Originally posted by FL-400S: 200hp and 117 torque probably [Smile]
Spinning a smooth engine in the 7000 to 9000 rpm range actually becomes extremely enjoyable once you get used to it. I've come to appreciate it more than a torque monster that gets rough as the revs climb. Of course, if you can have both: even better! A buddy of mine was telling me that he was driving an RSX Type-S and it was slow. I told him that I thought it would go pretty good in the 6000 to 8000 rpm range. He said he was shifting at 6000 rpm. [Duh!]
Originally posted by FL-400S: Looks nice, except for those stupid blackout headlights.
Could it be that those black headlights were just stuck on there instead of the real headlights to preserve design secrecy until they officially launch the new car?

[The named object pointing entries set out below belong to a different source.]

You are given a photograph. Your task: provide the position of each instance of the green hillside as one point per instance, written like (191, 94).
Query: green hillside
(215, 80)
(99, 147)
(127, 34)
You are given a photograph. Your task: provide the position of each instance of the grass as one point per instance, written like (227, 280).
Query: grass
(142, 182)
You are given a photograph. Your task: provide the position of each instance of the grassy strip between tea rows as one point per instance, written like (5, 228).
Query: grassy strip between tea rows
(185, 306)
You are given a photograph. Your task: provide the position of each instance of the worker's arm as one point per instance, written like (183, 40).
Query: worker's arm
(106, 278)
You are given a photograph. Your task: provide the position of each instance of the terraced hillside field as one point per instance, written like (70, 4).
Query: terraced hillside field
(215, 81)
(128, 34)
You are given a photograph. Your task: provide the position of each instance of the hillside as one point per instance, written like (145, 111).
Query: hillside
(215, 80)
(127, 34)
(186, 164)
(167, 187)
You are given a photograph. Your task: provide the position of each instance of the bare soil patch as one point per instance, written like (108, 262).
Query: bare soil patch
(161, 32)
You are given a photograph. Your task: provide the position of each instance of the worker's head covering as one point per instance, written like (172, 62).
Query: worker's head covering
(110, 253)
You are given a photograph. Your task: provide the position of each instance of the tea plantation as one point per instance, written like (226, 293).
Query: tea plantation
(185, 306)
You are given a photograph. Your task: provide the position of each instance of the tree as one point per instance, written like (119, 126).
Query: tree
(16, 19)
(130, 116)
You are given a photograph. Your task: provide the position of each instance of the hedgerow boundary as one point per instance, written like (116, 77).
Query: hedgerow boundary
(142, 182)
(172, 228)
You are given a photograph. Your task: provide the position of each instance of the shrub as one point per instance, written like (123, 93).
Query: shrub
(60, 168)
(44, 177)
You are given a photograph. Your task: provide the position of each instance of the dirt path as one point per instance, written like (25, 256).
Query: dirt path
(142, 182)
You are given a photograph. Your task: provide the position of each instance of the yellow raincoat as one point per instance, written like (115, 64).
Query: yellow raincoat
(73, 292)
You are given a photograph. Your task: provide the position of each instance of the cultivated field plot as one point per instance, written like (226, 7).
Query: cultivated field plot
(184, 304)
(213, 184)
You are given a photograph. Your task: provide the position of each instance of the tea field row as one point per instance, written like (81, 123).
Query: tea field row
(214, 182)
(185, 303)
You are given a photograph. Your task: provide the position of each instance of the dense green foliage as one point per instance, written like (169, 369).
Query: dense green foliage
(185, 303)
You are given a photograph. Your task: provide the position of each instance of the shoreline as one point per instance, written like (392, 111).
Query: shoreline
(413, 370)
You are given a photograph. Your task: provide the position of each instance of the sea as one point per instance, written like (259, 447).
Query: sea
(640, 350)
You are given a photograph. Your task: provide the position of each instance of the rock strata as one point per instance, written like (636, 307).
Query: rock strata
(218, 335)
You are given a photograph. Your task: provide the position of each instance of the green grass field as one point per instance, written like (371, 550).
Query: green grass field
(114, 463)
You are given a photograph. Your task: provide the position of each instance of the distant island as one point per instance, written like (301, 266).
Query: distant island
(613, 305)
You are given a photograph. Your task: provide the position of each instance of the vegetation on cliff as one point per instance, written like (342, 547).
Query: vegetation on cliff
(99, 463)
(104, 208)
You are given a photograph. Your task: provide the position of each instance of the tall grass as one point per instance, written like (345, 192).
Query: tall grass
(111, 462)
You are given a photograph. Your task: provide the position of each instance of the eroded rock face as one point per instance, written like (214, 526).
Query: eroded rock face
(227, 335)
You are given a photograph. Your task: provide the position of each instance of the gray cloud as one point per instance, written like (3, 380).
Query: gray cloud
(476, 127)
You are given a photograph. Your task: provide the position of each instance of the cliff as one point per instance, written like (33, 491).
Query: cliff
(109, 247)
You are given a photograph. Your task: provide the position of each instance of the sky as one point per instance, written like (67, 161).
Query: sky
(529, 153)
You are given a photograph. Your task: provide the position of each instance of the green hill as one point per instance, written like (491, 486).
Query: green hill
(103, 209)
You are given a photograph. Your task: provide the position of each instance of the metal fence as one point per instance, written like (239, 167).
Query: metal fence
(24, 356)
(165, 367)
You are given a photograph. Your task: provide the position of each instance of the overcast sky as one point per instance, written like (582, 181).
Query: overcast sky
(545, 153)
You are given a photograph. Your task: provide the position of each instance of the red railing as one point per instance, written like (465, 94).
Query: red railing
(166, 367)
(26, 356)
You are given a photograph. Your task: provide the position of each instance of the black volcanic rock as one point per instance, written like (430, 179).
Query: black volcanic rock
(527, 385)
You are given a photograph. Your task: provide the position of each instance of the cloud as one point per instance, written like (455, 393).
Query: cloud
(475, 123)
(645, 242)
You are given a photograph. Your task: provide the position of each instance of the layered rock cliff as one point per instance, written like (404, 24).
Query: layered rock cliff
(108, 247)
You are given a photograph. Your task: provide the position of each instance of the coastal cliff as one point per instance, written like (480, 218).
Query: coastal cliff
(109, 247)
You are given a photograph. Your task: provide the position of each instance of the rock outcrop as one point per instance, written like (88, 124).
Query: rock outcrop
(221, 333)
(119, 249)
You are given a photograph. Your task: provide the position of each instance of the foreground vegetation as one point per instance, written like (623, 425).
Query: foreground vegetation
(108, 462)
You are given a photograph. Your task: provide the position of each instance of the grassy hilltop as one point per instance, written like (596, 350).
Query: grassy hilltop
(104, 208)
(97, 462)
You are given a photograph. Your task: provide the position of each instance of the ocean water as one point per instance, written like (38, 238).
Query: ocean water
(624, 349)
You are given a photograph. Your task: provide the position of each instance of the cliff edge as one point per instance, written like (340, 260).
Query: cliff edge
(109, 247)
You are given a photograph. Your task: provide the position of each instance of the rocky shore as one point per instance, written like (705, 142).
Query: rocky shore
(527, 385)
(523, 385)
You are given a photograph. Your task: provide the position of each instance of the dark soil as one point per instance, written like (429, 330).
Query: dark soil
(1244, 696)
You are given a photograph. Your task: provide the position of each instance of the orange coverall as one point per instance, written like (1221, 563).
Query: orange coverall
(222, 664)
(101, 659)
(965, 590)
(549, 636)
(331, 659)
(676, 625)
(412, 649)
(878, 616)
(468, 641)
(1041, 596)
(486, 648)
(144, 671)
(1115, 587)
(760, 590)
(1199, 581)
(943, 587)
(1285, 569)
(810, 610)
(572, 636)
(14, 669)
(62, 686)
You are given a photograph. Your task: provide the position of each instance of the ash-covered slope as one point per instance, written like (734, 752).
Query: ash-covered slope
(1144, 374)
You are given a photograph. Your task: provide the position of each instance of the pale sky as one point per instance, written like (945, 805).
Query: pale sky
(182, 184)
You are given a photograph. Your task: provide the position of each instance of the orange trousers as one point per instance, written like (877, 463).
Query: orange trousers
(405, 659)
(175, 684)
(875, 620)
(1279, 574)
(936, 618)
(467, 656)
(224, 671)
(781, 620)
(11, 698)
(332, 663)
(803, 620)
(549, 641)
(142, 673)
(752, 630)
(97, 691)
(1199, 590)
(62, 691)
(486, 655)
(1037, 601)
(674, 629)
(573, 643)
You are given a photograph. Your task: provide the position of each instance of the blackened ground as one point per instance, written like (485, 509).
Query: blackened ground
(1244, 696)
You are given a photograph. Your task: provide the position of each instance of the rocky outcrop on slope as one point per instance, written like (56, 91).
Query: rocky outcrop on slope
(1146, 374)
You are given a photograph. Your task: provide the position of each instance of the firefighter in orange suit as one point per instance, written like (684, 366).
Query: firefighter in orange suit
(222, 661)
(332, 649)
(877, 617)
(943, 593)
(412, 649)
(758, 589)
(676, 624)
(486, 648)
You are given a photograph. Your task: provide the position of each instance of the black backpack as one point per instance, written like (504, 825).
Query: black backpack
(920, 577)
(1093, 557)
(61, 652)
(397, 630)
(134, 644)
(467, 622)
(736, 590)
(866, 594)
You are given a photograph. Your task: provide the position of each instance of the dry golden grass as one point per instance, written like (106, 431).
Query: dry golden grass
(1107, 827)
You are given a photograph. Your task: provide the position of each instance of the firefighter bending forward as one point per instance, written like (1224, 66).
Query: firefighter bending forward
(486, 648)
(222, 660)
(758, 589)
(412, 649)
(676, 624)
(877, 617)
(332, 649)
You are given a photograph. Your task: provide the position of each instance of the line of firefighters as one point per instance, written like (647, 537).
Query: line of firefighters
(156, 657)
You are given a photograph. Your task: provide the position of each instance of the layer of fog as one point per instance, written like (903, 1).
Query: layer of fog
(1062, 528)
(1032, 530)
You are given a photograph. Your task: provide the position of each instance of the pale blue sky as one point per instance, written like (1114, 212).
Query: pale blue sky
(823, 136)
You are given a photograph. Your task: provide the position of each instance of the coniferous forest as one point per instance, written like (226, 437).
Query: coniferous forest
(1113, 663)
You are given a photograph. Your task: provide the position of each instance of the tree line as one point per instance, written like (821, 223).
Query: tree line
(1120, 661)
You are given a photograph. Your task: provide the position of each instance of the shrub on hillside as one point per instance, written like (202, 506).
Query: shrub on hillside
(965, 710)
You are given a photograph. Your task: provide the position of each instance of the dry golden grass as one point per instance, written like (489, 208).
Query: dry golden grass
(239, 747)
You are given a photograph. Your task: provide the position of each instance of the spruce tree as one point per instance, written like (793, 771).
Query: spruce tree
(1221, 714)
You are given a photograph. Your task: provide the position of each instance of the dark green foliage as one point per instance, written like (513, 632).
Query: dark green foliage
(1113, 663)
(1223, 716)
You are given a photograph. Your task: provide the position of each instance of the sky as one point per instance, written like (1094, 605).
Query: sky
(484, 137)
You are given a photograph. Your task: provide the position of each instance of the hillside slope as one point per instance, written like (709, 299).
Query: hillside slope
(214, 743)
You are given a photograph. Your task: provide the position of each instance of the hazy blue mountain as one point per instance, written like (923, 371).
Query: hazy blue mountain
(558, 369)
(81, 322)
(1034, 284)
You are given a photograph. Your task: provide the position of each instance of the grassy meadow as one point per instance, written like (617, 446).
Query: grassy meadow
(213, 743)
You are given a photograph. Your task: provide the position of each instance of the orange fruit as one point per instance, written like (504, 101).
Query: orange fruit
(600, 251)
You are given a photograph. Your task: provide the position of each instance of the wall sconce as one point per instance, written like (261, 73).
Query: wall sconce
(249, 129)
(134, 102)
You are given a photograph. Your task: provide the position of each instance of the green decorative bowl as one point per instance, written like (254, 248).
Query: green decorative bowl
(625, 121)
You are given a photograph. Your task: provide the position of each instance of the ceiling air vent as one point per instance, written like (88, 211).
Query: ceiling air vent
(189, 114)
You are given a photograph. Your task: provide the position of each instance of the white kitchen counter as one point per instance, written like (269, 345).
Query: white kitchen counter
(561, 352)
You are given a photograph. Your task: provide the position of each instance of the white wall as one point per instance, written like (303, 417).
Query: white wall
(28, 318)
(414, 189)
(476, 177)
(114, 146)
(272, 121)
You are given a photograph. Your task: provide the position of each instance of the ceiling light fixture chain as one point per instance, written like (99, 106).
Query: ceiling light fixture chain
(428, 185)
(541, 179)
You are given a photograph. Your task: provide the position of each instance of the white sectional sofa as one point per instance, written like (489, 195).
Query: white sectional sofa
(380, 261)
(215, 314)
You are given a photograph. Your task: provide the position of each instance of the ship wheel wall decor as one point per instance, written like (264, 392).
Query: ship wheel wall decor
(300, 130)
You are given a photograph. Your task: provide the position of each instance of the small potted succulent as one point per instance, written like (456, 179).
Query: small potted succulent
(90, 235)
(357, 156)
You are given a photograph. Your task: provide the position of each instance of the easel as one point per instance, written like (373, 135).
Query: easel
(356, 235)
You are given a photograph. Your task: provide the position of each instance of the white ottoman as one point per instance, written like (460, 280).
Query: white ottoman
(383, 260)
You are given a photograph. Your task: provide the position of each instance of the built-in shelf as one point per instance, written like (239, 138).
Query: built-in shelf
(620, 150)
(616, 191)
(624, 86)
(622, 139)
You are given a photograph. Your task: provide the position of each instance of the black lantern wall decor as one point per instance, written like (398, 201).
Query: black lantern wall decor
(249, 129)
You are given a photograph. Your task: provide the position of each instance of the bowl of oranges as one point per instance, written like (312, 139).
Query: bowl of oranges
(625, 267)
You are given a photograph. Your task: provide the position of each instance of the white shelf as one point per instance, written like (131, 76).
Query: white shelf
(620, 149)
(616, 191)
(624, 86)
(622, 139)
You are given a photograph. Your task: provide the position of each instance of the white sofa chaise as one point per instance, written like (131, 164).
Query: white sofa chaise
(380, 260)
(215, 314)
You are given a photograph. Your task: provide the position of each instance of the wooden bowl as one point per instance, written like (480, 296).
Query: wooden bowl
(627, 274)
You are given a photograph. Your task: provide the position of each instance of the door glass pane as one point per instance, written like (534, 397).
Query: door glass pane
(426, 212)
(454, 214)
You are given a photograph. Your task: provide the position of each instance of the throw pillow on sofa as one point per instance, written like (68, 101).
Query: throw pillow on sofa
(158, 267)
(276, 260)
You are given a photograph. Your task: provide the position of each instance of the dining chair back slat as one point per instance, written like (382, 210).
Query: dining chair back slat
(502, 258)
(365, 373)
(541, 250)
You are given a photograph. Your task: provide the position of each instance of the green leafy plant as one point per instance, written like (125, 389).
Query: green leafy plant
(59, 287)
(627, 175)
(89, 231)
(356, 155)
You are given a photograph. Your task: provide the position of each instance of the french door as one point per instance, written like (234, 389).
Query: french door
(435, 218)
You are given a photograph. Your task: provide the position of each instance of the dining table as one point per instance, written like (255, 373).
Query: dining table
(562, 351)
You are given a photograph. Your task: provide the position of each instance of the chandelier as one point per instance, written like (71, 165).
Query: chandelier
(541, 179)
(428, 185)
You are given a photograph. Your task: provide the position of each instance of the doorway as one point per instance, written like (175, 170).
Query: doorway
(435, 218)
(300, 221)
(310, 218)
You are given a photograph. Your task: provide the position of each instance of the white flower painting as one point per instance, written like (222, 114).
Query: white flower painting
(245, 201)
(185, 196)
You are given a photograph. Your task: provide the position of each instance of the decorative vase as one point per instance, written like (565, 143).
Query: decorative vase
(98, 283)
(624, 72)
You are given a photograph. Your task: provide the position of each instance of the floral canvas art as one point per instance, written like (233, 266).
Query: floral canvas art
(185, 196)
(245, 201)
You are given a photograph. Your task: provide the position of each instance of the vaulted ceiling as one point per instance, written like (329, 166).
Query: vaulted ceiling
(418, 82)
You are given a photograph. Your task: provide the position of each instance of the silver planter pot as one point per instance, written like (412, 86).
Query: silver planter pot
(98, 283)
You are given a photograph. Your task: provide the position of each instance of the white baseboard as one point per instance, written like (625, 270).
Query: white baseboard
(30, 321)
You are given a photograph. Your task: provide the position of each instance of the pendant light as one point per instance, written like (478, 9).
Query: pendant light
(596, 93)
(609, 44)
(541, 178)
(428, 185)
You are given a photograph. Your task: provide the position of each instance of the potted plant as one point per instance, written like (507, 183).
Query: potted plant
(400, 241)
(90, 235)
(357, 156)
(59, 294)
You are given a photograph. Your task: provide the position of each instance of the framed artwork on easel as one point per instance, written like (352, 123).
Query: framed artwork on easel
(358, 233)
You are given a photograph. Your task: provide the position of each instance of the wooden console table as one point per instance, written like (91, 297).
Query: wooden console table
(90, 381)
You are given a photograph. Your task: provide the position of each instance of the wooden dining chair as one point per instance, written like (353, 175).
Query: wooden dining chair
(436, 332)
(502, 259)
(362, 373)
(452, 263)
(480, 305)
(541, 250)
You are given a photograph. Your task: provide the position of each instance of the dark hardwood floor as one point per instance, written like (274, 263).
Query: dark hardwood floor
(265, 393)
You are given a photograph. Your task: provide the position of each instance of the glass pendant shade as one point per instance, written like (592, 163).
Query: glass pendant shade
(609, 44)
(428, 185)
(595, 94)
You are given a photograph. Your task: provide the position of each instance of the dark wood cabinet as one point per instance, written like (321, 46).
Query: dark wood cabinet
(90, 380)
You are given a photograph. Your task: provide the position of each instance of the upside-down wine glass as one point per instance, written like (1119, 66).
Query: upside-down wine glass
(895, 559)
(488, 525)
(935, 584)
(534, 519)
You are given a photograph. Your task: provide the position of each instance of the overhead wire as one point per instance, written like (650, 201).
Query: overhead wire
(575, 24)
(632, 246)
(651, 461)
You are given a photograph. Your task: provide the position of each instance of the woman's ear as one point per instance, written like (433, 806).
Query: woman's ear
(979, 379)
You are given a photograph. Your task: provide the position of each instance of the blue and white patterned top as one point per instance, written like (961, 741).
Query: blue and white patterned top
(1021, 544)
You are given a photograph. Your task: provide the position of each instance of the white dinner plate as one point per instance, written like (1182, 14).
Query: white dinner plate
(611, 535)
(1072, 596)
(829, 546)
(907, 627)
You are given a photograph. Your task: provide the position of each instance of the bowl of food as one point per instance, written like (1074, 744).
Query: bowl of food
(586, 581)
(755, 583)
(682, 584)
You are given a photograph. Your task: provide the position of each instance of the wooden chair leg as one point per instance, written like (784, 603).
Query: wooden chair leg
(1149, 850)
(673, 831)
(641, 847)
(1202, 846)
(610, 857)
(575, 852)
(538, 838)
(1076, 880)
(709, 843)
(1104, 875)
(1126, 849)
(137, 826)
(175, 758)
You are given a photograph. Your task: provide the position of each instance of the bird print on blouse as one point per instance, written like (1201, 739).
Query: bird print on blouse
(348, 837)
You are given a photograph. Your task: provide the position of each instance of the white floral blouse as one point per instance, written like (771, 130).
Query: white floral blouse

I'm always amazed how manufacturers slowly ruin cars over time. Car's made even heavier ...with more power (which the weight increase ruins) and inferior suspension (strut based instead of double wishbone) vs the older civics. At least it looks nice. In another 10 years we'll all have 400 bhp vehicles that weight 5000-6000 lbs. Go technology.
Originally posted by crossbow: .......and inferior suspension (strut based instead of double wishbone) vs the older civics.....
If you do a little research, you will actually find that the RSX with the strut suspension handles better than the outgoing Integra with the wish bones.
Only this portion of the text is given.